Bulutluydu hava,
Çiseli yağmurlar sarmıştı etrafımı.
Alacakaranlıktı yürüdüğüm yollar.
Gecenin sabaha devrettiği saatlerdi. Billur gibi bir ses,
Yolun sonundaki beyaz evden geliyordu.
Geliyordu, ya da gelmesi gerekiyordu.
Yollarımda dikenler olsa da o sesin geldiği istikamete gittim.
Gittim ve delicesine merak ediyordum o sesi.
Ses; sessiz sedasız çağırıyordu beni.
Gittim, gitmeliydim, gidecektim.
Gittim. Öyle olmalıydı.
O sesin sahibine ulaşmam gerekiyordu.
Sokaklar o sesi sessizliğin içine gömmüşçesine tenhaydı.
Gece nöbetindeki askerler bile görünmüyorlardı.
Bulutlar alacakaranlığa inat, kör ediyordu sabahı.

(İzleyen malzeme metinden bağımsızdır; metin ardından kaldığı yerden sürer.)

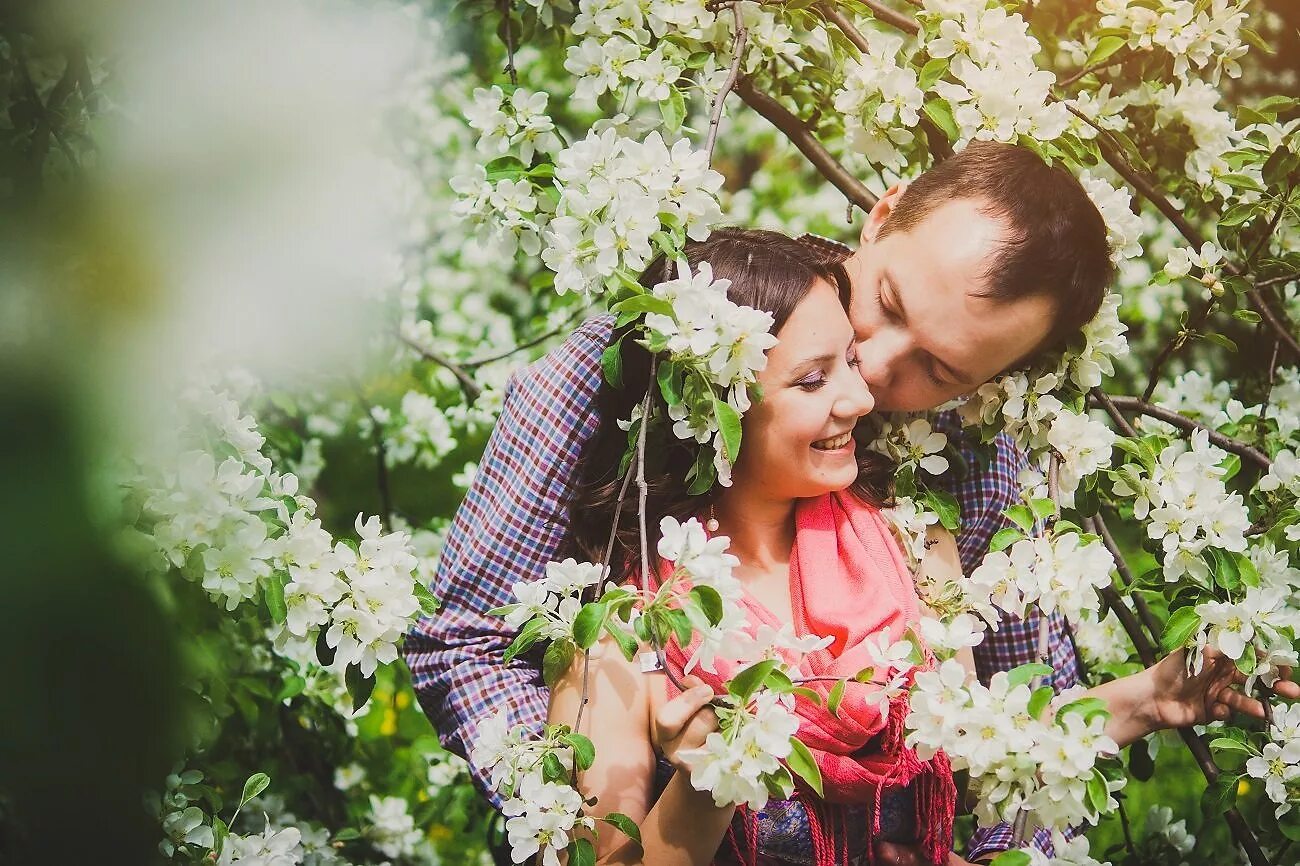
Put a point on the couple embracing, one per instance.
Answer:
(978, 267)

Arada şimşeklerin o haşin uğultuları yayılıyordu etrafa.
Yürüyordum, beni rüyalarımdan sıyırıp alan
O fevkalade sese!
Yürüdüğüm yollar uzadı sanki.
İçimdeki handikaplar teker teker bırakıyordu peşimi.
Pişmanlıklarım istem dışı artıyordu giderek.
Sebepsizce, ya da sebebi, sebepsizliğimdi.
O ses, huzurdu! Huzurumdu! Huzursuzluğumdu!
Binlerce iğne saplanmış gibiydi titreyen bedenim.
Bir anda aşığı olmuştum.
O mucizevî ses beni benden almıştı.
Bugün sanki daha bir sessizdi sokaklar…
Ağlayanlar, inleyenler, bağıranlar yoktu hiç.
Kulaklarımda bir çığ gibi büyüyen o ulvi ses olmasa,
Mezarlıkta yatıyor da ruhum geziyor sanacaktım.
O sese hayranlığım katmerleşmişti yürüdüğüm yol kadar…
Silahsızdım, ama korkmuyordum nedense?
Sokaklar benim değildi oysa.
Ama benimdi!
Asker arkadaşlarım niye uyanmamıştı ki,
Huzur dolu bu sese?
Bir ben mi vurulmuştum, vurulmalıydım.
Hakikat; hakikatimi görmemdi.
Hakikatlerimi reddederek yürümemdi.
Hakikat; yolun sonundaki beyaz eve giden
Mesafenin uzamasıydı.
O sesi duydukça, hakikat; hakikatlerimi hakikatlerle takas etmemdi.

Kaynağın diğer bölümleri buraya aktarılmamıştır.